Bo Ming to chair China program at U.S. think tank Foundation for Defense of Democracies

The Washington think tank Foundation for Defense of Democracies announced on July 13 the nomination of Matt Pottinger, a former deputy national security adviser, as chair of the organization’s China program. Pottinger and 28 other former senior officials and individuals associated with the Trump administration were declared under sanctions by the Chinese Foreign Ministry in January.

In response, Bomen said, “I am pleased to contribute to the work and mission of the Foundation for Defense of Democracies, which has a wonderful team of action-oriented and independent thinkers.” He said, “The United States and her allies must integrate their political, economic, military, legal, technological and information strengths into effective policies to confront Beijing’s global challenge to freedom.”

“The creative minds assembled by (Foundation for Defense of Democracies CEO) Mark Dubowitz at the China Project and the Center chaired by Juan Zarate, H.R. McMaster and Sam Ravitch are the ideal team to develop such policies,” Bomen said “.
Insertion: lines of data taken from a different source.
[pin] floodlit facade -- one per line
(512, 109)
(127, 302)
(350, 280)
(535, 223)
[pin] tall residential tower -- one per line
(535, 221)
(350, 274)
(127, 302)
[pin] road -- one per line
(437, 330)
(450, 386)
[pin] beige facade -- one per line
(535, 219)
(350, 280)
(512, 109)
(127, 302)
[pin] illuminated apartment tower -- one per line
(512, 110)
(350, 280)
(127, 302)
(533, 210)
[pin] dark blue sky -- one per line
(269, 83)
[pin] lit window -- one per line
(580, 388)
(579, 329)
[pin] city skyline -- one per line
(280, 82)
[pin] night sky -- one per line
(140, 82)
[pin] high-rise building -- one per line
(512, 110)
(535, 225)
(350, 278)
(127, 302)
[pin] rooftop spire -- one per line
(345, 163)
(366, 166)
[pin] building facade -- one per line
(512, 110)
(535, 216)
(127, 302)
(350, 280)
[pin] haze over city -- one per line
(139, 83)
“I can think of no better person than Bomen, who has decades of experience in government, the military and the press, and who has the fluency in Mandarin to help our team develop actionable policies for this critical strategic competition with America’s most powerful adversary,” said Dubowitz. He said, “Bomen is a national treasure who has fundamentally changed the direction of U.S.-China policy, and we are honored to have him join us as chair of our China program.”
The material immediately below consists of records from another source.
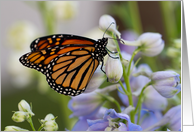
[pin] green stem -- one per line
(111, 99)
(126, 79)
(124, 89)
(31, 123)
(40, 128)
(66, 112)
(135, 17)
(140, 100)
(133, 55)
(139, 113)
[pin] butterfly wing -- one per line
(60, 40)
(68, 66)
(70, 73)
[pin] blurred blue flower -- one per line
(166, 83)
(153, 100)
(86, 104)
(109, 122)
(148, 118)
(82, 124)
(137, 83)
(172, 120)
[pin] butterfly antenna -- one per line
(107, 28)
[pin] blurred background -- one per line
(22, 22)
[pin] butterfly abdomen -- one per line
(68, 61)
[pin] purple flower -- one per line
(148, 118)
(109, 122)
(85, 104)
(153, 100)
(137, 83)
(172, 119)
(166, 83)
(82, 124)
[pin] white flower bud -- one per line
(96, 80)
(49, 117)
(50, 125)
(114, 70)
(151, 44)
(19, 116)
(106, 21)
(14, 128)
(25, 107)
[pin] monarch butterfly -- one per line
(68, 61)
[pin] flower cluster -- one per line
(25, 113)
(143, 92)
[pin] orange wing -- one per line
(69, 74)
(40, 59)
(60, 40)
Bomen’s former boss, former U.S. national security adviser McMaster, said, “Bomen has made a tremendous contribution to our country both in and out of the military. He is a man of impeccable character and extraordinary intelligence. His deep understanding of the Indo-Pacific region and clear vision of the challenges posed by the Chinese Communist Party will enable the CDF to make further contributions to the most important competition of the 21st century.”

Earlier, China’s Foreign Ministry announced on January 21 that it had imposed sanctions on 28 people, including Bo Ming and others, who were primarily responsible for serious violations of China’s sovereignty in China-related issues. These individuals and their families have been banned from entering mainland China and Hong Kong and Macau, and they and their affiliated companies and institutions have been restricted from dealing and doing business with China.